Anyway you can keep them to your hearts desire now but the op said they had small crabs. Not an expert but i would say sponge crabs are all mature so they dont have a size anyway just a time of restriction. I guess a mature sally can simply be very small. You would have to look at each ones underside to figure that out. Just seemed odd that no one wanted to show phil their catch.

http://www.bluecrab.info/identification.html


----------



## Z9Falcon (Jun 2, 2010)

Thank you so much for the answer and the link!

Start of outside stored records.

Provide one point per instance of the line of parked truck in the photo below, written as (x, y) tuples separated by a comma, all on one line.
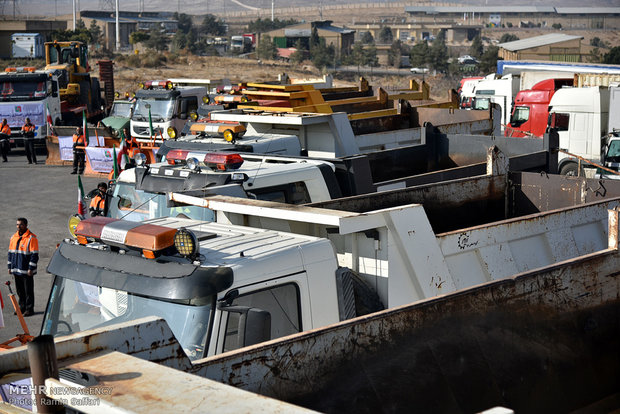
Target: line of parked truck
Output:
[(386, 249), (533, 102)]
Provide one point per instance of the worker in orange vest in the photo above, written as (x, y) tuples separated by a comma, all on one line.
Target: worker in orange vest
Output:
[(79, 155), (98, 202), (28, 134), (22, 260), (5, 135)]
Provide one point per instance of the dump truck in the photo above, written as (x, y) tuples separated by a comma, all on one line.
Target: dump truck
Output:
[(544, 264)]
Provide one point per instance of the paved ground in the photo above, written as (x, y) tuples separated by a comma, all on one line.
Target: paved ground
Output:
[(47, 197)]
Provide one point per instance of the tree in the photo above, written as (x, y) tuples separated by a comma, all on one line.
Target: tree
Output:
[(394, 54), (385, 35), (597, 42), (96, 36), (184, 23), (488, 60), (419, 54), (613, 56), (367, 38), (299, 55), (80, 34), (138, 37), (266, 49), (157, 40), (322, 55), (314, 38), (477, 48), (213, 26), (508, 37), (438, 53)]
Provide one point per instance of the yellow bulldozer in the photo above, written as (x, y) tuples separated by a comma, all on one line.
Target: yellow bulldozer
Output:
[(79, 91)]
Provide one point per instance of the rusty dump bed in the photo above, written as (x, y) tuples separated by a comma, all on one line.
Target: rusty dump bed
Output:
[(544, 341), (458, 204)]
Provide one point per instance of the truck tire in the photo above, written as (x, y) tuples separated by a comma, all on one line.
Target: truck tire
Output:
[(570, 169), (355, 296)]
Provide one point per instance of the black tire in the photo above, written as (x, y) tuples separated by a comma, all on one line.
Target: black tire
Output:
[(570, 169)]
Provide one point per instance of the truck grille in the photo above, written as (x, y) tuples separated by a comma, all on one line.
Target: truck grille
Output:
[(144, 131)]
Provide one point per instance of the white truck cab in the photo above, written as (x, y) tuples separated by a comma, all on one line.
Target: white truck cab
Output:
[(580, 115), (29, 93), (165, 107), (499, 91), (140, 193), (234, 286)]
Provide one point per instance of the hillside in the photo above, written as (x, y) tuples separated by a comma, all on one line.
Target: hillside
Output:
[(47, 8)]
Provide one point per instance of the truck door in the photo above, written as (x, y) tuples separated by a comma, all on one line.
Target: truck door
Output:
[(285, 299), (187, 105)]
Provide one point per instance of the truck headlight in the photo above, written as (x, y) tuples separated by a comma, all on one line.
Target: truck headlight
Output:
[(172, 132), (186, 243)]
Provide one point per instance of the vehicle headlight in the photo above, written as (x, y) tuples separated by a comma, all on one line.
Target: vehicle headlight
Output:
[(172, 132), (186, 243), (140, 159)]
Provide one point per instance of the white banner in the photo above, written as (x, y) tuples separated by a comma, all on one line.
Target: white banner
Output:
[(65, 146), (100, 159), (16, 113)]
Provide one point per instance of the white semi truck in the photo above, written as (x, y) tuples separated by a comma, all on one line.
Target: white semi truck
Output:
[(163, 107), (29, 93), (581, 116)]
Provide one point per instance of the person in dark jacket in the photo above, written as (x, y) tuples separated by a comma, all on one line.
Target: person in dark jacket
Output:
[(23, 259), (28, 131), (97, 203)]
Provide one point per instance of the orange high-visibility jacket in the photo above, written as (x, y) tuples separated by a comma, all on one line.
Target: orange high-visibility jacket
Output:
[(23, 253)]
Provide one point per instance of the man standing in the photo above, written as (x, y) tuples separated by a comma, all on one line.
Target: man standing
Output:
[(5, 135), (28, 134), (23, 258), (97, 203), (79, 156)]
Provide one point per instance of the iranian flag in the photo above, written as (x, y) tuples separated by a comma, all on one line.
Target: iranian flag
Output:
[(85, 128), (122, 158), (116, 168), (50, 123), (81, 205), (151, 124)]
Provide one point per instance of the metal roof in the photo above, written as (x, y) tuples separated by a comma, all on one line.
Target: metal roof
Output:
[(479, 9), (536, 41), (511, 9), (589, 10)]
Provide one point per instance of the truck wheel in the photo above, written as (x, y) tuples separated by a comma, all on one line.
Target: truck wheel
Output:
[(229, 136), (358, 297), (571, 169)]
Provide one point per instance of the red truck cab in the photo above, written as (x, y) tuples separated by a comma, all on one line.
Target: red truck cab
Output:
[(531, 109)]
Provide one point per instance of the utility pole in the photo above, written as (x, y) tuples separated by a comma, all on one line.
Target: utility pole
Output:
[(118, 30)]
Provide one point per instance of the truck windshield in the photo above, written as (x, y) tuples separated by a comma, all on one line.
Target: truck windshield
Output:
[(76, 306), (520, 115), (122, 109), (481, 104), (613, 152), (137, 205), (17, 90), (161, 110)]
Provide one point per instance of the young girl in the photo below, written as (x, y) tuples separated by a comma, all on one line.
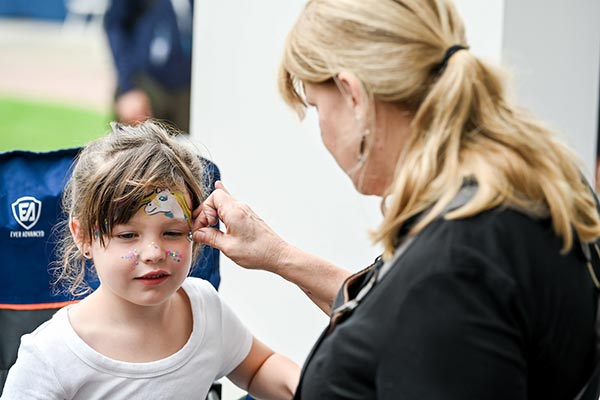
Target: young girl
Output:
[(148, 331)]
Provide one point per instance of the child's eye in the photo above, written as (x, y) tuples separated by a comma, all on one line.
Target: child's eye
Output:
[(126, 235)]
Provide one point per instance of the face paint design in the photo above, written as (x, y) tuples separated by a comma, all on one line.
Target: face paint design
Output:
[(176, 255), (170, 203), (132, 255)]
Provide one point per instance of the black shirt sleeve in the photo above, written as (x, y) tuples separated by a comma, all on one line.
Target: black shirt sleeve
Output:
[(460, 329)]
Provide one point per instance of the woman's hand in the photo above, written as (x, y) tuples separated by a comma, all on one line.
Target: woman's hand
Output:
[(251, 243), (247, 239)]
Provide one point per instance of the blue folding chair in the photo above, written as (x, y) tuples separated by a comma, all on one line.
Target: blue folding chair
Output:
[(31, 186)]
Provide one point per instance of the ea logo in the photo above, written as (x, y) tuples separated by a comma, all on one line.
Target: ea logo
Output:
[(27, 210)]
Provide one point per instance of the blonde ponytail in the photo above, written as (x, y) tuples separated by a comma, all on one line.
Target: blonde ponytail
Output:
[(464, 125)]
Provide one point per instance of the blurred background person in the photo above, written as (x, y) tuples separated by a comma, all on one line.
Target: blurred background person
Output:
[(151, 44)]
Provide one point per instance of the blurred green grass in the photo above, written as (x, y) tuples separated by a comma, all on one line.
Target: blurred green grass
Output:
[(41, 126)]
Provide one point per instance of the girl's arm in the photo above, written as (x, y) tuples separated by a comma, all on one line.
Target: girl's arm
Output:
[(266, 374)]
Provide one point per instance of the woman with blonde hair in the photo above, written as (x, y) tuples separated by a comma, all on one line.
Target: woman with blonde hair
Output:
[(485, 289)]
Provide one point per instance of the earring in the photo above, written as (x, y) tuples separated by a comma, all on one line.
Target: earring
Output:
[(363, 145)]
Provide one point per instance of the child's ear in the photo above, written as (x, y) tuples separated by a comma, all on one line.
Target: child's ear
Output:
[(75, 228)]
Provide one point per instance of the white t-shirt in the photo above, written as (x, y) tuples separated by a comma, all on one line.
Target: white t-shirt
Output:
[(54, 363)]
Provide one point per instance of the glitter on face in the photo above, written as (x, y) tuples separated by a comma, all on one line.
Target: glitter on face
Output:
[(132, 255), (176, 255)]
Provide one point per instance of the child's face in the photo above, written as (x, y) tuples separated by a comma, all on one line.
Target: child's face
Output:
[(147, 259)]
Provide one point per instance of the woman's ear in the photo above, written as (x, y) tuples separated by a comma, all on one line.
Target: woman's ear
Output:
[(355, 92)]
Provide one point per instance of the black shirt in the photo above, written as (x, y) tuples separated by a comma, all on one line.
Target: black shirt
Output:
[(479, 308)]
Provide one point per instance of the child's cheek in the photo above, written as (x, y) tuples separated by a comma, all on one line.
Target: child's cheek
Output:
[(175, 255), (132, 257)]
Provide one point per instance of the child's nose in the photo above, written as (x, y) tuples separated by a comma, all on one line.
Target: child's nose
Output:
[(153, 253)]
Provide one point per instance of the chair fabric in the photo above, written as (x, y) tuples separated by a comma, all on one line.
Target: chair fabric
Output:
[(31, 186)]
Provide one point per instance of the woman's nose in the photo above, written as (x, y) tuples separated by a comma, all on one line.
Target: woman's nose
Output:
[(153, 253)]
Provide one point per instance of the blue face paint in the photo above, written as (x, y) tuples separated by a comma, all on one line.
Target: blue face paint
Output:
[(170, 203)]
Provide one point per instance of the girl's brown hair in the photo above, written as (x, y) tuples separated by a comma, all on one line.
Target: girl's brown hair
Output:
[(110, 179)]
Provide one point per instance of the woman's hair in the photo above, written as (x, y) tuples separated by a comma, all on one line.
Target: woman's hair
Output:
[(464, 126), (111, 178)]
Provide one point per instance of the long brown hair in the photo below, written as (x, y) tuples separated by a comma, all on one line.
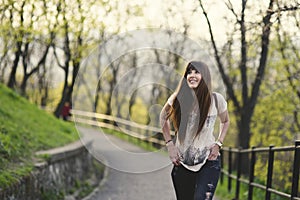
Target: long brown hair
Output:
[(187, 97)]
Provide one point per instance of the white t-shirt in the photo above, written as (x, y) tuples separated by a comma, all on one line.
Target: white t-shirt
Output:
[(195, 151)]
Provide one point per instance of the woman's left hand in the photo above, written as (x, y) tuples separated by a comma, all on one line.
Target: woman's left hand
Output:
[(214, 152)]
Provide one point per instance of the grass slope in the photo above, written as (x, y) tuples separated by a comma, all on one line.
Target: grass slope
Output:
[(25, 129)]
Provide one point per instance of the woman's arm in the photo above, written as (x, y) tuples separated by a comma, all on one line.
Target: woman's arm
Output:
[(165, 124), (224, 118)]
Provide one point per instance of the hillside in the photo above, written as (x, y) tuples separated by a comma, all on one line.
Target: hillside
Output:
[(25, 129)]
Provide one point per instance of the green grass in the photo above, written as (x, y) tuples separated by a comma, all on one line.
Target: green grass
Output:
[(25, 129)]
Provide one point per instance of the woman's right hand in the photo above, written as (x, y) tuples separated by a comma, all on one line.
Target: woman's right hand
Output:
[(173, 153)]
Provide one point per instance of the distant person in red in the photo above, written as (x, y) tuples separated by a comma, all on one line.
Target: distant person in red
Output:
[(65, 112)]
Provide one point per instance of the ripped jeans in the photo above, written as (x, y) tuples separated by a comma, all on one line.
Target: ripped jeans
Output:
[(199, 185)]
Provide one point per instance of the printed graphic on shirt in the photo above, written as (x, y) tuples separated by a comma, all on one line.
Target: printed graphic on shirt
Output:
[(194, 156)]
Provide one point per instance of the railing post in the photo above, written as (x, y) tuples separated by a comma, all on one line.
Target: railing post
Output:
[(295, 179), (222, 164), (251, 175), (270, 172), (229, 168), (237, 189)]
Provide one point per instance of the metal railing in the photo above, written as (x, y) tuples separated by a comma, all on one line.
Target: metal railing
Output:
[(267, 187), (153, 136)]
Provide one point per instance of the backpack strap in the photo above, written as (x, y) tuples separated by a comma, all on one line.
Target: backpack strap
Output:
[(216, 101)]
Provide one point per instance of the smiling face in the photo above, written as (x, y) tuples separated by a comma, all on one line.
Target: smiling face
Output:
[(193, 78)]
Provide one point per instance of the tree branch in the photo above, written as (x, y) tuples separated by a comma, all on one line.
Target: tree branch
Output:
[(225, 78)]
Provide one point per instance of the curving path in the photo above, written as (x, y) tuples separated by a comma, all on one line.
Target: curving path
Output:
[(131, 172)]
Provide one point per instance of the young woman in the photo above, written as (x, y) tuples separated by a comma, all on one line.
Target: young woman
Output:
[(193, 110)]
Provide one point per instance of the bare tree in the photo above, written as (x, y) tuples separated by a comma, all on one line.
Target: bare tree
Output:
[(244, 106)]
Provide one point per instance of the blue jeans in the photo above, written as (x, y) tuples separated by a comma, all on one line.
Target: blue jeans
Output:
[(200, 185)]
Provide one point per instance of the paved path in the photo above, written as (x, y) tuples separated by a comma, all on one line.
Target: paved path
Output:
[(132, 173)]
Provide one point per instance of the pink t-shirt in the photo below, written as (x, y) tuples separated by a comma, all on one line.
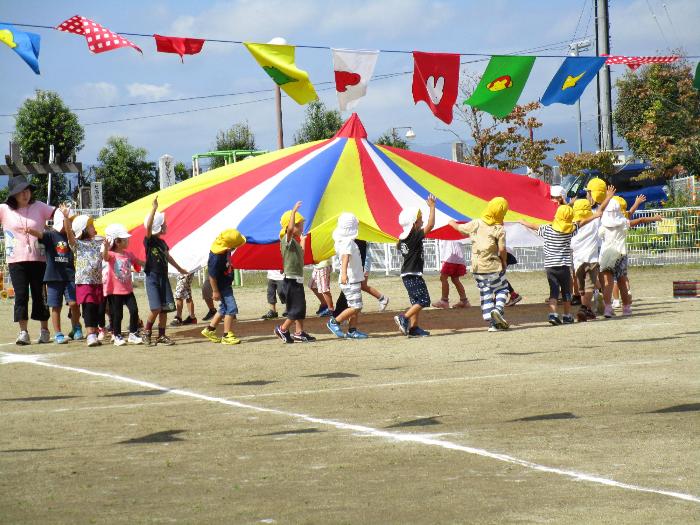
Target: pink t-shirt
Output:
[(117, 278), (20, 246)]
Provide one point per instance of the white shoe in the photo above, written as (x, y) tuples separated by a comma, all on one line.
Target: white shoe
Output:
[(44, 337), (23, 338)]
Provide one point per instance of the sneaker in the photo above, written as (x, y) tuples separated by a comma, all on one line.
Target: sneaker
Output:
[(23, 338), (271, 314), (335, 328), (285, 336), (230, 339), (303, 337), (44, 337), (514, 299), (164, 340), (356, 334), (608, 312), (383, 303), (210, 314), (499, 320), (402, 322), (417, 331), (211, 335)]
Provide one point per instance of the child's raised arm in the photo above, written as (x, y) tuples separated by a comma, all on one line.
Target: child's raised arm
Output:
[(431, 215)]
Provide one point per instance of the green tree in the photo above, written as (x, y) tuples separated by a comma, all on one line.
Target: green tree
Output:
[(239, 136), (42, 121), (505, 143), (393, 139), (125, 173), (658, 114), (319, 124)]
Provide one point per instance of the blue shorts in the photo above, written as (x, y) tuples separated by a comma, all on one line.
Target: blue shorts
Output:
[(159, 292), (228, 305), (56, 291)]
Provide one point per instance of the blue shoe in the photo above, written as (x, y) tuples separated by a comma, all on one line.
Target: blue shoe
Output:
[(402, 322), (417, 331), (335, 328)]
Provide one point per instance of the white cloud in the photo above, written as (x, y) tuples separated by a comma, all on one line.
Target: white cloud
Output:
[(149, 91)]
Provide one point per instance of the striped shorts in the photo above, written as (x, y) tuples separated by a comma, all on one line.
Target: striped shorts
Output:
[(493, 292)]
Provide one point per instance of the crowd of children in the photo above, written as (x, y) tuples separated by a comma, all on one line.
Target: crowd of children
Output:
[(585, 244)]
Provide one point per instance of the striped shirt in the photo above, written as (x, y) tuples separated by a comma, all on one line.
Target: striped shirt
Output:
[(557, 246)]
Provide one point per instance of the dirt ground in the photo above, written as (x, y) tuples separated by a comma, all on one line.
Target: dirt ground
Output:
[(591, 423)]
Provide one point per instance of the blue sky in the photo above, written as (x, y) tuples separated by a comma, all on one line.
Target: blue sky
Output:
[(639, 27)]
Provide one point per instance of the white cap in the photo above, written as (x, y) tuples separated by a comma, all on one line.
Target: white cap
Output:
[(158, 221), (557, 191), (407, 218), (347, 227)]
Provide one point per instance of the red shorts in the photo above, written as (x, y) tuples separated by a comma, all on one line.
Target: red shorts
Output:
[(453, 269)]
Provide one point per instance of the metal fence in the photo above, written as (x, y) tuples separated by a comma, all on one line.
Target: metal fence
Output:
[(673, 240)]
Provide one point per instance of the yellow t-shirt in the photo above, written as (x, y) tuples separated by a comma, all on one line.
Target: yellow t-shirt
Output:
[(487, 241)]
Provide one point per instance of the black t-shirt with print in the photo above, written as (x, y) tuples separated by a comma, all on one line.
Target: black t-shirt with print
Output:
[(59, 257), (412, 250), (156, 255)]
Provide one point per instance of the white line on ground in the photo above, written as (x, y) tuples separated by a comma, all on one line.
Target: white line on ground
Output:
[(390, 436)]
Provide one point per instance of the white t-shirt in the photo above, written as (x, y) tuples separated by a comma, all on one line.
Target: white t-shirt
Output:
[(614, 238), (586, 245), (452, 252), (356, 273)]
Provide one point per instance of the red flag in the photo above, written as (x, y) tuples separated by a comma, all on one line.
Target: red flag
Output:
[(181, 46), (436, 82), (99, 39)]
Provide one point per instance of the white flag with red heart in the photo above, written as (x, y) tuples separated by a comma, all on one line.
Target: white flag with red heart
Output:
[(353, 70)]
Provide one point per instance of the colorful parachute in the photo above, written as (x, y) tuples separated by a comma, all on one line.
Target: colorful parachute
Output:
[(344, 174)]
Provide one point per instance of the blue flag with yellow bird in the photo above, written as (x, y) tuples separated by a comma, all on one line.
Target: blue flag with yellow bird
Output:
[(571, 80), (26, 45)]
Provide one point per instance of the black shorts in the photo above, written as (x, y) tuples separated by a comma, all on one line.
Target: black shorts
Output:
[(559, 279), (295, 299), (417, 290)]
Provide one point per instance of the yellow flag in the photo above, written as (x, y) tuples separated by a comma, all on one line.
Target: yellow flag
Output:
[(278, 62)]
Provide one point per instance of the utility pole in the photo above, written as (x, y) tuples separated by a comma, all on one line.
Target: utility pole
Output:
[(602, 45), (576, 48)]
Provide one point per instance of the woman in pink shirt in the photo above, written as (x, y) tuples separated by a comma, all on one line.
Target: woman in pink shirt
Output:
[(26, 258)]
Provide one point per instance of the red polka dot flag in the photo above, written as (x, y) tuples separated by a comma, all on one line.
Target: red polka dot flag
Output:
[(99, 39), (635, 62)]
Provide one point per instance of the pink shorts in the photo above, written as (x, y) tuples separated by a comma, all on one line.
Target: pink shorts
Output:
[(89, 293), (453, 269)]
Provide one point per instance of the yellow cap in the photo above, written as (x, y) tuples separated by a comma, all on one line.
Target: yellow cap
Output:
[(562, 222), (495, 211)]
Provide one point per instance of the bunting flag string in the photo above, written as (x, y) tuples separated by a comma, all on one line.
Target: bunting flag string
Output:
[(26, 45)]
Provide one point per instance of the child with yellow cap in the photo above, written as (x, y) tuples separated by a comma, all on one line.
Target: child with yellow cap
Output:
[(221, 280), (292, 248), (489, 260), (558, 256), (411, 247)]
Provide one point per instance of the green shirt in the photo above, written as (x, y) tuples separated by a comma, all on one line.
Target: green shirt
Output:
[(292, 258)]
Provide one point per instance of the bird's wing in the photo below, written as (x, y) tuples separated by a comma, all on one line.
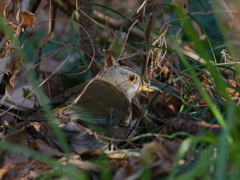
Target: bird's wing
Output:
[(96, 104)]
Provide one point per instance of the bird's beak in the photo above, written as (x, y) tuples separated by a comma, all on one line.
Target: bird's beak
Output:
[(146, 87)]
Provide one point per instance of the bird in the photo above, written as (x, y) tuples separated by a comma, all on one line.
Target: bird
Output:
[(102, 105)]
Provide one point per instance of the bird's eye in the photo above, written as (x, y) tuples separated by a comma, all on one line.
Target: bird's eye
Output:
[(132, 78)]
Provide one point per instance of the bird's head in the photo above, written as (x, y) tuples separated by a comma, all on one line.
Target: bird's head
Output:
[(126, 81)]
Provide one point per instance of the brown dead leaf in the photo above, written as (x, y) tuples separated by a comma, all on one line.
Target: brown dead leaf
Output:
[(42, 147), (17, 138), (10, 64)]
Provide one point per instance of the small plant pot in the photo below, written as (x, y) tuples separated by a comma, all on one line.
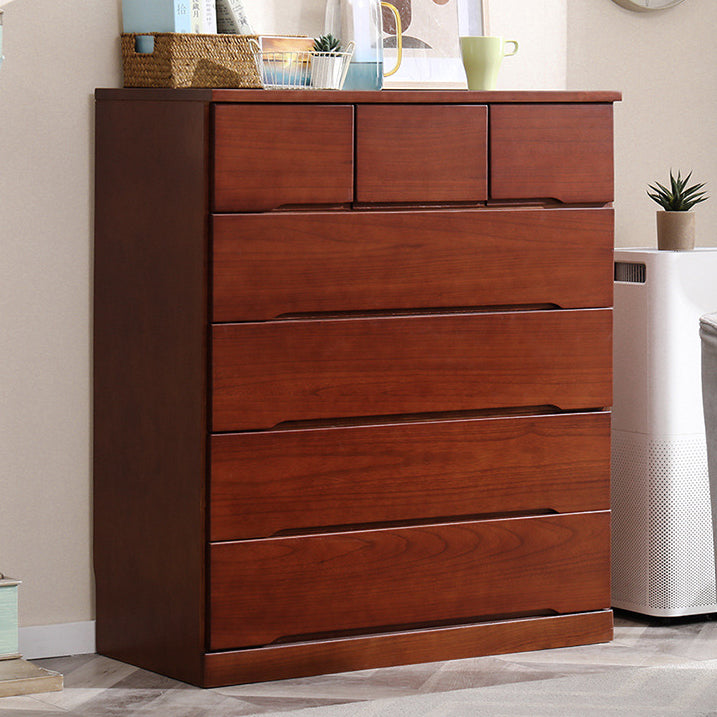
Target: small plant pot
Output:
[(327, 70), (675, 231)]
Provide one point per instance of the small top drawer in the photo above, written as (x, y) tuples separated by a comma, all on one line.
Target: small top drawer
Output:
[(421, 153), (267, 156), (562, 152)]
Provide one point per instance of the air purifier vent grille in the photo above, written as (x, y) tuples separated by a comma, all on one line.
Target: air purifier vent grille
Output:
[(630, 272), (662, 525)]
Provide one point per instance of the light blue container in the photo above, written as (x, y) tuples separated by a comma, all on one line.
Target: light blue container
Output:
[(8, 618)]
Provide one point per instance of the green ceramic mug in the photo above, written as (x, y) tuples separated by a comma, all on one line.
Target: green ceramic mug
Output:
[(482, 57)]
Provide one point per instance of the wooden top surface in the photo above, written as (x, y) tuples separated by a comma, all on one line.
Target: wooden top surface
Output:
[(341, 97)]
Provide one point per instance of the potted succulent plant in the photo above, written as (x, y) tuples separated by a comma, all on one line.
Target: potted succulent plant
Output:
[(327, 63), (676, 224)]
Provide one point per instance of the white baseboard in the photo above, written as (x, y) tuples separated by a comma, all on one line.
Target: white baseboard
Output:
[(68, 638)]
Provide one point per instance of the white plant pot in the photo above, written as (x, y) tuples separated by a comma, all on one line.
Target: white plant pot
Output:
[(675, 231), (326, 71)]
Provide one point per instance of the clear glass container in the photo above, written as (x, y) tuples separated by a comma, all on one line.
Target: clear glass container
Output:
[(359, 21)]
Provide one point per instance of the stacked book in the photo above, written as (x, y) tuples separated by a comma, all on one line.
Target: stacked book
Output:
[(188, 16)]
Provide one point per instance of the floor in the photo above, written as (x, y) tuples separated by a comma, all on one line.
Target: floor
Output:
[(653, 667)]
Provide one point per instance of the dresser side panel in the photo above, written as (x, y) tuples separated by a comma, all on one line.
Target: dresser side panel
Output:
[(150, 352)]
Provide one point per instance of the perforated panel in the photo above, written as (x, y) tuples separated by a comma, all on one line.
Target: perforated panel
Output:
[(663, 556)]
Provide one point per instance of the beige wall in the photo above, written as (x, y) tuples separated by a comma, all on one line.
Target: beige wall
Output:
[(56, 52), (665, 64)]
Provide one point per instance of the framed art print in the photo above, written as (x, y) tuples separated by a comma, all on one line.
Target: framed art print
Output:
[(431, 51)]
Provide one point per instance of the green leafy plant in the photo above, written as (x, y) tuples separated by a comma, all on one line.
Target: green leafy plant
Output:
[(327, 43), (679, 197)]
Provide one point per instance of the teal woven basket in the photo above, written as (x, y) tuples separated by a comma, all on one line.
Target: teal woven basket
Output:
[(8, 618)]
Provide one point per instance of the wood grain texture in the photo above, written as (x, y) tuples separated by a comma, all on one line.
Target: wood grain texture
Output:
[(337, 261), (421, 153), (150, 353), (293, 480), (271, 372), (564, 152), (369, 580), (278, 662), (345, 97), (268, 156)]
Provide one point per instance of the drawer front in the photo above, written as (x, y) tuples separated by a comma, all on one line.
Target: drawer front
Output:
[(275, 155), (421, 153), (271, 372), (296, 480), (395, 578), (562, 152), (336, 261)]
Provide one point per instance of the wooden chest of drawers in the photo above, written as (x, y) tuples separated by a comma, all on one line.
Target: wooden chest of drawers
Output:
[(352, 377)]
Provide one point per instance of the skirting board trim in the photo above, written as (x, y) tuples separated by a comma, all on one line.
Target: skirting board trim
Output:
[(67, 638)]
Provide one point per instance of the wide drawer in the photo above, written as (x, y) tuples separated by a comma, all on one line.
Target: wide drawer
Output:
[(276, 371), (421, 153), (268, 156), (562, 152), (341, 261), (377, 580), (263, 483)]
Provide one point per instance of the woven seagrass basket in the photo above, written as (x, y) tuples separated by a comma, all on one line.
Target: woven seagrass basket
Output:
[(187, 60)]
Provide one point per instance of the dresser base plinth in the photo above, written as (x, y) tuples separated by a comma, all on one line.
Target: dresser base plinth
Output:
[(359, 653)]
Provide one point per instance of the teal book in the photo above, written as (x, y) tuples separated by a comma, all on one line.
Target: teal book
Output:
[(156, 16)]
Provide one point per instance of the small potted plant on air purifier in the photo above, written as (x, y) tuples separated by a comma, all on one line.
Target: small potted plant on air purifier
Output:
[(676, 224), (327, 63)]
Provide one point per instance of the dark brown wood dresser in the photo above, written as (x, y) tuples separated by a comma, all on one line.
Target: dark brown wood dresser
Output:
[(352, 377)]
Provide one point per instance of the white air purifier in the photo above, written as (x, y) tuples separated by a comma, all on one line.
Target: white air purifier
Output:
[(663, 561)]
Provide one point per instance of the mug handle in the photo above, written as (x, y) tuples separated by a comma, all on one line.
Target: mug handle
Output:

I was under the impression that all females were off limits haha!


----------



## Smittroc (May 1, 2009)

SGT.Bunghole said:


> My bad i forgot what month it was.lol.
> 
> Anyway you can keep them to your hearts desire now but the op said they had small crabs. Not an expert but i would say sponge crabs are all mature so they dont have a size anyway just a time of restriction. I guess a mature sally can simply be very small. You would have to look at each ones underside to figure that out. Just seemed odd that no one wanted to show phil their catch.
> 
> http://www.bluecrab.info/identification.html


SGT B,

Man this was a great website. I got carried away on it. Thanks for sharing... very good read.


----------



## ASK4Fish (May 4, 2005)

i'm going to say it like it is...99.999999% of all crabs you're going to catch from a pier are going to be busted(with eggs) sooks...there is no size limit on sooks, period...and size has nothing to do with when a crab becomes mature...if she's doubled when she sheds, she gets mated...i've seen 2 1/2" females with sponges, and smaller than that that were clean, but still mature...


----------



## Justfshn (Nov 22, 2007)

Having not crabbed this year i actually didnt realize the date of the dark sponges changed. Last year it was illegal to keep them until july 15. Askforfish has it summed up pretty good. The crab regs are subject to interpretation. Also you can keep any non dark sponge crab of any size any time of the year. Question is and the reason i even commented on it, why would anyone even want to keep a bushel or cooler full of egg carrying crabs?


----------



## Thrifty Angler (May 5, 2002)

Gotta Luv Those Crustaceans


----------



## Tom Powers (Aug 2, 2001)

I don't know where you got the date but the cutoff is JULY 1st no JUNE 1st.

here is the law.

4 VAC 20-370-20. CULLING REQUIREMENTS. 
D. From *March 17 through June 30*, it shall be unlawful for any person to possess for a period longer than is necessary for immediate determination of the presence of a dark egg mass more than 10 dark sponge crabs per United States standard bushel or 35 dark sponge crabs per barrel, and the following conservation measures shall be in effect: 

1. During culling, those dark sponge crabs in excess of the allowance level shall be immediately returned to the water alive and shall not be altered or destroyed in any manner. 

2. It shall be unlawful for any person to possess for a period longer than is necessary for immediate determination of unnatural removal of eggs, a female blue crab that has been scrubbed or has in any manner other than natural hatching had the eggs removed therefrom.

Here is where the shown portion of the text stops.